Pesquisa do IBGE mostra que, entre 2017 e 2018, 10,3 milhões de brasileiros viviam em domicílios com “privação severa de alimentos”; proporção na área rural foi de 7,1%, contra 4,1% na área urbana; regiões Norte e Nordeste têm situação mais difícil
Por Mariana Franco Ramos
Os povos do campo — indígenas, camponeses e quilombolas — são os mais suscetíveis à fome. Segundo a Pesquisa de Orçamentos Familiares (POF), divulgada nesta quinta-feira (17) pelo Instituto Brasileiro de Geografia e Estatística (IBGE), mais de 10,3 milhões de brasileiros viviam em situação de insegurança alimentar grave entre 2017 e 2018. Desse total, 2,6 milhões (25,2%) encontravam-se na área rural.
O relatório estimou a existência de 68,9 milhões de domicílios particulares permanentes. Dentre esses, 63,3% (43,6 milhões) estavam em situação de segurança alimentar, enquanto os outros 36,7% (25,3 milhões) apresentavam algum grau de insegurança alimentar: leve (24%, ou 16,4 milhões), moderada (8,1%, ou 5,6 milhões) ou grave (4,6%, ou 3,1 milhões). Não entram na conta pessoas em situação de rua, o que aumentaria ainda mais os índices.
O nível de maior restrição no acesso aos alimentos aparece com mais frequência nas residências localizadas no campo. A proporção de insegurança alimentar grave foi de 7,1% nessas localidades, três pontos percentuais acima do observado na área urbana (4,1%).

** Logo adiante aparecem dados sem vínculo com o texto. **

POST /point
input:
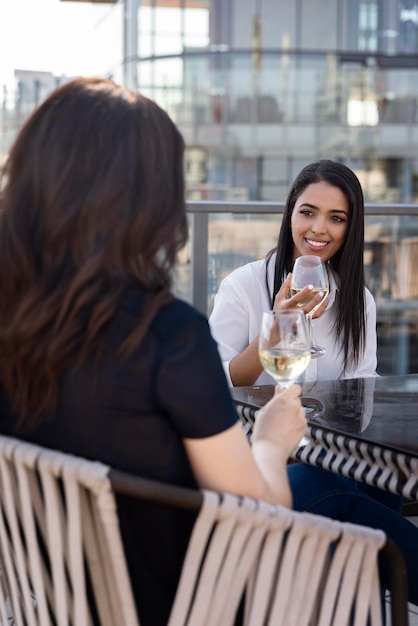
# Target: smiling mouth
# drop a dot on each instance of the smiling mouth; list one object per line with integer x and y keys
{"x": 316, "y": 244}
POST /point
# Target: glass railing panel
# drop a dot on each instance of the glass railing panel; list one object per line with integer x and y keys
{"x": 391, "y": 259}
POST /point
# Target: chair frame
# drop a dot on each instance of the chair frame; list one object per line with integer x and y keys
{"x": 59, "y": 520}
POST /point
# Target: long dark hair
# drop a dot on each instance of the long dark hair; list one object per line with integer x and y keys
{"x": 92, "y": 200}
{"x": 347, "y": 262}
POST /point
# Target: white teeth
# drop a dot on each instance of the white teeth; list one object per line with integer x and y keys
{"x": 316, "y": 244}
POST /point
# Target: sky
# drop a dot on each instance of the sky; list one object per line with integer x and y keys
{"x": 61, "y": 37}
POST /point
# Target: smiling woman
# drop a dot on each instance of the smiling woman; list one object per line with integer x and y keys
{"x": 323, "y": 216}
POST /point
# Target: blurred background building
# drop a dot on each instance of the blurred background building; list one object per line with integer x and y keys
{"x": 260, "y": 88}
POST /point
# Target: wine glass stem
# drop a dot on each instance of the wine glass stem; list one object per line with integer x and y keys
{"x": 309, "y": 322}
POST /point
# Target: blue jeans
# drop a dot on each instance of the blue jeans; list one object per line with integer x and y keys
{"x": 320, "y": 491}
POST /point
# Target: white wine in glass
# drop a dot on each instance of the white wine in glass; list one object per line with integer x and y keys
{"x": 310, "y": 270}
{"x": 285, "y": 351}
{"x": 284, "y": 345}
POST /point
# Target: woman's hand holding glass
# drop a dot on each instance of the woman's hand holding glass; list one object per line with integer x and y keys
{"x": 282, "y": 420}
{"x": 284, "y": 345}
{"x": 311, "y": 271}
{"x": 315, "y": 306}
{"x": 285, "y": 351}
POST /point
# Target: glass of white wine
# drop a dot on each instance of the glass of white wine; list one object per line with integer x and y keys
{"x": 284, "y": 351}
{"x": 310, "y": 270}
{"x": 284, "y": 345}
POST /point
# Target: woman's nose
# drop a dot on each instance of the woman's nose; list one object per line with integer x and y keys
{"x": 318, "y": 226}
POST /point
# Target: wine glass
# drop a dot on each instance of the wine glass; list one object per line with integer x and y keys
{"x": 310, "y": 270}
{"x": 284, "y": 351}
{"x": 284, "y": 345}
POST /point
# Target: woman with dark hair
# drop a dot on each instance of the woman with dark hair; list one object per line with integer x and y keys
{"x": 97, "y": 357}
{"x": 323, "y": 216}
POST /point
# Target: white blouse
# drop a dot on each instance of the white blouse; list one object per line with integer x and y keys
{"x": 236, "y": 320}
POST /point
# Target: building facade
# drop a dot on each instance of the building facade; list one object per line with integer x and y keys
{"x": 259, "y": 88}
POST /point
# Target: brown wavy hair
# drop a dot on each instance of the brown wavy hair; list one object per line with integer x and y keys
{"x": 92, "y": 200}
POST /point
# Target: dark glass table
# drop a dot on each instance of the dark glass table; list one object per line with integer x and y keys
{"x": 368, "y": 429}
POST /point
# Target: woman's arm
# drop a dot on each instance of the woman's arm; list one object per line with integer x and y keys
{"x": 225, "y": 462}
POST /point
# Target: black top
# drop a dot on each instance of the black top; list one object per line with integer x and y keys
{"x": 132, "y": 414}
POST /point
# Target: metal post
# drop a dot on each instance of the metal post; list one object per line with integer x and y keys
{"x": 130, "y": 43}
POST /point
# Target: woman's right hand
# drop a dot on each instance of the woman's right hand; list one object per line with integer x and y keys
{"x": 281, "y": 301}
{"x": 282, "y": 420}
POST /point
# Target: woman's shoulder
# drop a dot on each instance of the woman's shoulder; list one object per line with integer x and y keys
{"x": 255, "y": 270}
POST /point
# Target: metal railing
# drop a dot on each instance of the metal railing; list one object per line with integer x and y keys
{"x": 391, "y": 262}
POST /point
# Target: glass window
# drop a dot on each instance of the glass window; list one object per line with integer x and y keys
{"x": 278, "y": 24}
{"x": 319, "y": 25}
{"x": 196, "y": 28}
{"x": 145, "y": 31}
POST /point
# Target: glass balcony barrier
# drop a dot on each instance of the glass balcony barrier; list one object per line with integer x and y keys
{"x": 225, "y": 235}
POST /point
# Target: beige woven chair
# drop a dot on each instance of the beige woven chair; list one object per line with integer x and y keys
{"x": 58, "y": 521}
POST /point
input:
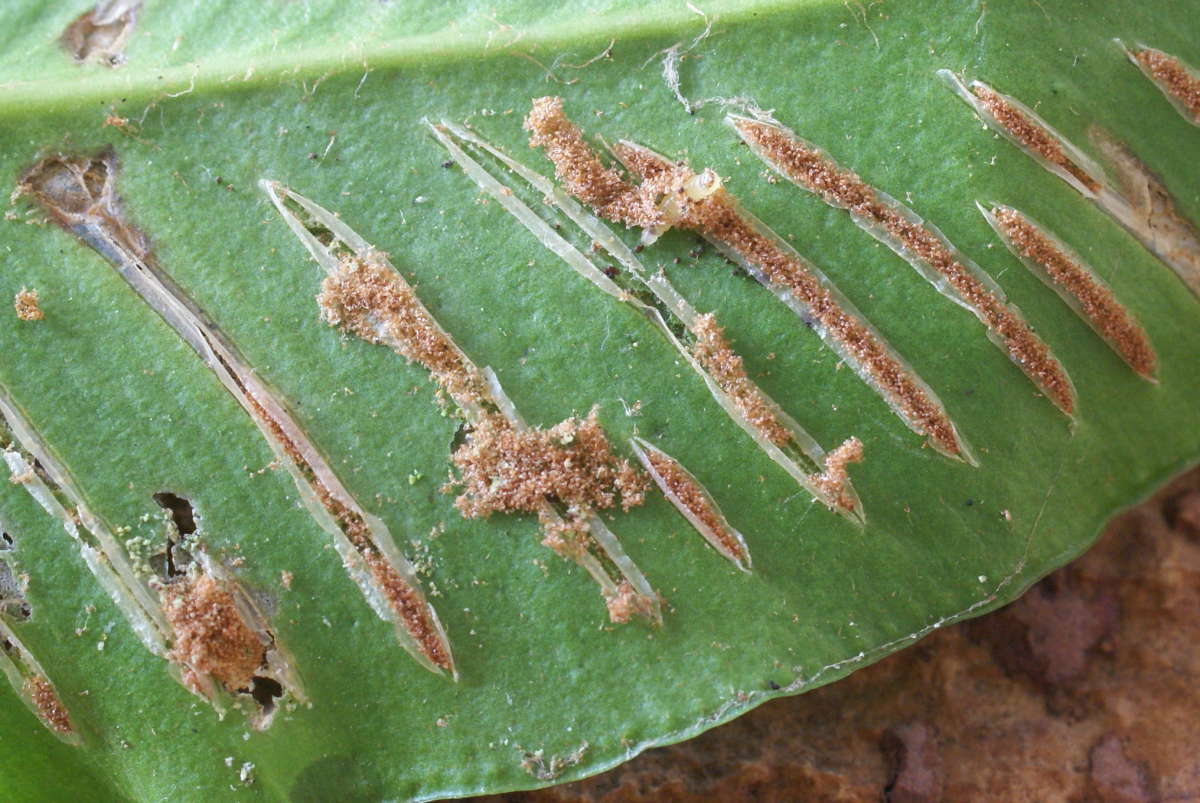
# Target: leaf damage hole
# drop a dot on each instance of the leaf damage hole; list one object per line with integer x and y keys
{"x": 78, "y": 192}
{"x": 918, "y": 243}
{"x": 180, "y": 509}
{"x": 672, "y": 196}
{"x": 221, "y": 641}
{"x": 1077, "y": 283}
{"x": 101, "y": 34}
{"x": 34, "y": 466}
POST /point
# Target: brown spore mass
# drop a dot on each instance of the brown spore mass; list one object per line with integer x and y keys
{"x": 504, "y": 469}
{"x": 1170, "y": 73}
{"x": 582, "y": 173}
{"x": 211, "y": 636}
{"x": 719, "y": 217}
{"x": 834, "y": 480}
{"x": 840, "y": 187}
{"x": 49, "y": 707}
{"x": 100, "y": 34}
{"x": 27, "y": 306}
{"x": 366, "y": 298}
{"x": 693, "y": 497}
{"x": 715, "y": 215}
{"x": 1096, "y": 301}
{"x": 1030, "y": 133}
{"x": 713, "y": 352}
{"x": 402, "y": 598}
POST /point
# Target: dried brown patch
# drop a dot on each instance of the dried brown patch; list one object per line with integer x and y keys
{"x": 405, "y": 600}
{"x": 713, "y": 352}
{"x": 1152, "y": 214}
{"x": 101, "y": 34}
{"x": 508, "y": 471}
{"x": 78, "y": 192}
{"x": 25, "y": 304}
{"x": 366, "y": 297}
{"x": 211, "y": 636}
{"x": 1174, "y": 78}
{"x": 1031, "y": 135}
{"x": 49, "y": 707}
{"x": 719, "y": 217}
{"x": 834, "y": 480}
{"x": 697, "y": 202}
{"x": 691, "y": 496}
{"x": 1097, "y": 303}
{"x": 627, "y": 603}
{"x": 582, "y": 173}
{"x": 840, "y": 187}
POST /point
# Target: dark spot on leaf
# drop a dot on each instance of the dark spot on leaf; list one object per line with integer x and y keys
{"x": 101, "y": 33}
{"x": 265, "y": 691}
{"x": 180, "y": 510}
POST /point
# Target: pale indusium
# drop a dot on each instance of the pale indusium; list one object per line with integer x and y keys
{"x": 79, "y": 193}
{"x": 505, "y": 465}
{"x": 217, "y": 642}
{"x": 1179, "y": 82}
{"x": 1077, "y": 283}
{"x": 672, "y": 196}
{"x": 916, "y": 241}
{"x": 707, "y": 352}
{"x": 1140, "y": 202}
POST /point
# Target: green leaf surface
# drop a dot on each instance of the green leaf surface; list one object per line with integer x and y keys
{"x": 327, "y": 96}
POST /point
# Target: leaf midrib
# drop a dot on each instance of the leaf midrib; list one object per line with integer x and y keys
{"x": 240, "y": 71}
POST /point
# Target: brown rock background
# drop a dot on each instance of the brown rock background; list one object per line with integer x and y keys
{"x": 1085, "y": 689}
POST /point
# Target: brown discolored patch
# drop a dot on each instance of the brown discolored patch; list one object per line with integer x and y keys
{"x": 403, "y": 599}
{"x": 719, "y": 217}
{"x": 915, "y": 755}
{"x": 691, "y": 496}
{"x": 78, "y": 192}
{"x": 211, "y": 636}
{"x": 713, "y": 352}
{"x": 49, "y": 707}
{"x": 1030, "y": 133}
{"x": 811, "y": 169}
{"x": 100, "y": 35}
{"x": 582, "y": 173}
{"x": 1097, "y": 303}
{"x": 27, "y": 306}
{"x": 697, "y": 202}
{"x": 834, "y": 480}
{"x": 1152, "y": 214}
{"x": 627, "y": 603}
{"x": 1173, "y": 78}
{"x": 508, "y": 471}
{"x": 366, "y": 297}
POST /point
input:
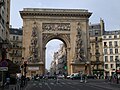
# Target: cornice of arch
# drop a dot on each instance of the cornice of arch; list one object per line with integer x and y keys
{"x": 54, "y": 12}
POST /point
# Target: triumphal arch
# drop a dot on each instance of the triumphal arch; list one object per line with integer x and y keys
{"x": 68, "y": 25}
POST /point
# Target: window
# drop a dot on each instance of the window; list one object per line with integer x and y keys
{"x": 106, "y": 66}
{"x": 110, "y": 44}
{"x": 17, "y": 37}
{"x": 115, "y": 43}
{"x": 105, "y": 44}
{"x": 104, "y": 36}
{"x": 111, "y": 58}
{"x": 13, "y": 37}
{"x": 116, "y": 51}
{"x": 106, "y": 58}
{"x": 110, "y": 36}
{"x": 96, "y": 32}
{"x": 105, "y": 51}
{"x": 115, "y": 36}
{"x": 116, "y": 57}
{"x": 96, "y": 39}
{"x": 111, "y": 51}
{"x": 111, "y": 65}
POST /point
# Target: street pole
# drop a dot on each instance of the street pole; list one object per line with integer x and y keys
{"x": 2, "y": 79}
{"x": 117, "y": 79}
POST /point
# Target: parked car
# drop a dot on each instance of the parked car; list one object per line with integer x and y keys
{"x": 61, "y": 76}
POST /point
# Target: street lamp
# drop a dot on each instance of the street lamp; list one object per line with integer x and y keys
{"x": 117, "y": 63}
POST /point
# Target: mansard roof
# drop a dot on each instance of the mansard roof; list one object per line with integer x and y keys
{"x": 16, "y": 31}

Houve uma piora significativa em relação a 2013, quando os dados da Pesquisa Nacional por Amostra de Domicílios (PNAD), que usou a mesma metodologia, indicavam 5,5% e 2,8%, respectivamente.
“Isso está muito associado às condições de trabalho”, afirma o gerente da pesquisa, André Martins. “Ou seja, as pessoas que estão nos meios urbanos conseguem mais alternativas”. Na avaliação dele, essas diferenças surgem por facilidade no acesso tanto a alimentos quanto às oportunidades. “No meio urbano você consegue adotar estratégias de um jeito mais fácil que no meio rural”.
De forma geral, a fome ou o medo de inanição aumentou 62,4% nos lares brasileiros em quatro anos. A insegurança vinha diminuindo desde 2004, quando aparecia em 34,9% dos domicílios. Depois, chegou a 30,2% na PNAD 2009 e a 22,6% na PNAD 2013. Mas, em 2017/2018, houve uma piora, subindo para 36,7%, o equivalente a 25,3 milhões de residências.
Com isso, a segurança alimentar atingiu seu patamar mais baixo (63,3%) desde a primeira vez em que os dados foram levantados. A insegurança alimentar leve atingiu seu ponto mais elevado.
NÚMEROS MOSTRAM DISCREPÂNCIAS REGIONAIS
O levantamento evidencia uma discrepância entre as regiões brasileiras. Dos 3,1 milhões de domicílios com insegurança alimentar grave no país, 1,3 milhão (ou 7,1%) estava no Nordeste. A forma mais restrita de acesso aos alimentos atingiu 10,2% das residências no Norte (508 mil).
Assim como aconteceu no cenário nacional, a situação vinha melhorando, mas regrediu no último período analisado. Em 2004, a segurança alimentar estava presente em 53,4% dos domicílios do Norte e alcançou seu ponto mais elevado em 2013 (63,9%), entretanto, caiu para 43% em 2017/2018.
Da mesma forma, no primeiro período estudado, 46,4% dos domicílios do Nordeste estavam em situação de segurança alimentar, atingindo 61,9% em 2013 e caindo para 49,7% em 2017/2018. As demais regiões superaram a média nacional: Centro-Oeste (64,8%), Sudeste (68,8%) e Sul (79,3%). Apesar disso, elas também atingiram o menor percentual desde que os números começaram a ser levantados.
Num domicílio de insegurança leve, a qualidade da alimentação já está comprometida e existe uma preocupação com o acesso futuro aos alimentos. Ou seja, os moradores passam a assumir estratégias para manter uma quantidade mínima de comida, como trocar um insumo por outro mais barato, por exemplo.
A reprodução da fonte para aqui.